For Bitly’s New York office, Future Cities Lab was commissioned to build a light sculpture that would reflect the company by visualizing its data. The design was conceived in collaboration with Bitly. Programmers built an API (a small piece of code) that linked data derived from Bitly’s shortened URLs directly to FCL’s responsive installation. Each day, millions of web links are channeled through Bitly via Twitter; FCL set out to visualize this data in space.

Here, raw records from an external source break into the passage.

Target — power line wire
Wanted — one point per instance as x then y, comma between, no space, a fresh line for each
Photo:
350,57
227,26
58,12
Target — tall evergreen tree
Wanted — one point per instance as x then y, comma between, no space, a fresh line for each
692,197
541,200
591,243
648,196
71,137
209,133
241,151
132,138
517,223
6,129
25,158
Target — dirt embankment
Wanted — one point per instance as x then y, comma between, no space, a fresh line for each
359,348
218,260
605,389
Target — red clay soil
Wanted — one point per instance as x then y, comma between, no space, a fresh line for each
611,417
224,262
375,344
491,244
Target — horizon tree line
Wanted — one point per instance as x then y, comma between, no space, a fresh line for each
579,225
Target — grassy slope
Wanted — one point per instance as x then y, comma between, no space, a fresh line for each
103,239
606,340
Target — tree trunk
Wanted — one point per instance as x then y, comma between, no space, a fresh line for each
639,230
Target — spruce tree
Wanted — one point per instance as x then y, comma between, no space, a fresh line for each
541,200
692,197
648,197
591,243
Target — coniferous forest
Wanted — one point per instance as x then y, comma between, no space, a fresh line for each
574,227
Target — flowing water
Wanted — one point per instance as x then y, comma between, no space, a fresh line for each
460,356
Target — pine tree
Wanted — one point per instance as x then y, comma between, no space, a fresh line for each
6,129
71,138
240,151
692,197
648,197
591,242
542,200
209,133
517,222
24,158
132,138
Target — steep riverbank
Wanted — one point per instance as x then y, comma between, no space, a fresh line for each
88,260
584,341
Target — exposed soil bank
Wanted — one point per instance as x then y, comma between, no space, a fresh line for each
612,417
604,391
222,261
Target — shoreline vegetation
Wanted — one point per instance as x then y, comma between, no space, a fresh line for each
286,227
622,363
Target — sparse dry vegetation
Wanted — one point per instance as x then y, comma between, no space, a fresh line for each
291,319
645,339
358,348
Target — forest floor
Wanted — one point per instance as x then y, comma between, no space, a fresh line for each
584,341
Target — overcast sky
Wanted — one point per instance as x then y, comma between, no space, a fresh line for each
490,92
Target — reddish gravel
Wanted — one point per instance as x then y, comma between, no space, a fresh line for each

FCL built the data visualization piece in the lobby so that the immense data set feeds LEDs inside of folded, laser cut, translucent paper diffusers. It is a living sculpture that changes in real time so the CEO can look at the sculpture and see what is happening—when, where, and how much data is being produced. 24 rows and five columns represent 24 hours in a day and five high-traffic locations. “It is a really advanced data scape of the company’s inner workings,” said Johnson. “A lot of our work is interconnected like that with the internet. We give expression to sets of data that are nested in the internet. We are not as interested in freezing forms in architecture, we are interested in letting data begin to animate and inform and become a poetic element in a building or a surface. The data is always evolving.”

Public Interaction

“We are interested in architecture that is responsive, changing and shifting, and has an ongoing relationship with people and technology in a broader context. We see that attitude in every other allied profession around us,” Johnson said. “We see it in the automotive industry, fashion, music, video. We are interested in taking.”

He also cites Superstudio’s Continuous Monument as one of many radical ’60s and ’70s technocratic projects from which their responsive building systems have taken inspiration. In the famous set of collages, a horizontal, totalizing, gridded white architecture tears across the horizon, with nomads plugged into the landscape. “We like these utopian ideas, like, ‘How can interior public space and civic space be altered by these technologies?’”

For Future Cities Lab, the best spaces are where architecture, landscape, and interaction design are starting to fuse. “When architecture begins to engage with tech, it becomes more potent,” Johnson said. “Our cities are being handed over to engineers who don’t always understand what architecture can bring. We want to bring that ethic that has been in architecture for thousands of years, and use that as a beginning point for new ways of working.”

Their project “Murmur Wall”—on view now at Yerba Buena Center for the Arts in San Francisco—might well be a glimpse into the future of integrated design. The steel and acrylic tubing structure sits outside the Yerba Buena Center, collecting data from nearby users. Data is displayed as light pulses that become text on digital displays as they pass through, showing in real-time what people are posting on social media. It is a public installation that they think of as a monument or a fountain would have been in Ancient Rome. Their goal is to make the city more transparent by data participating in the public realm rather than hide nested in a phone. An iOS app also allows visitors to post things directly, too.

These immersive environments are evolving from simple interior spaces that envelop and engage those on the inside, into larger, more complex architectural projects that alter the ways in which we relate to buildings, and ultimately each other. In Rockwell’s case, they are using media-rich architecture to enhance the experience of their spaces and make temporary content-rich space. For Arup, the National Sawdust project showcased their ability to use technology to make design decisions for a more sensorial experience, as well as to convey that experience. Future Cities Lab is attempting to connect the spaces we encounter in the everyday even further, bringing them to life with new technologies. For all of them, immersive and interactive experience is a way forward in connecting us to architecture and the world around us.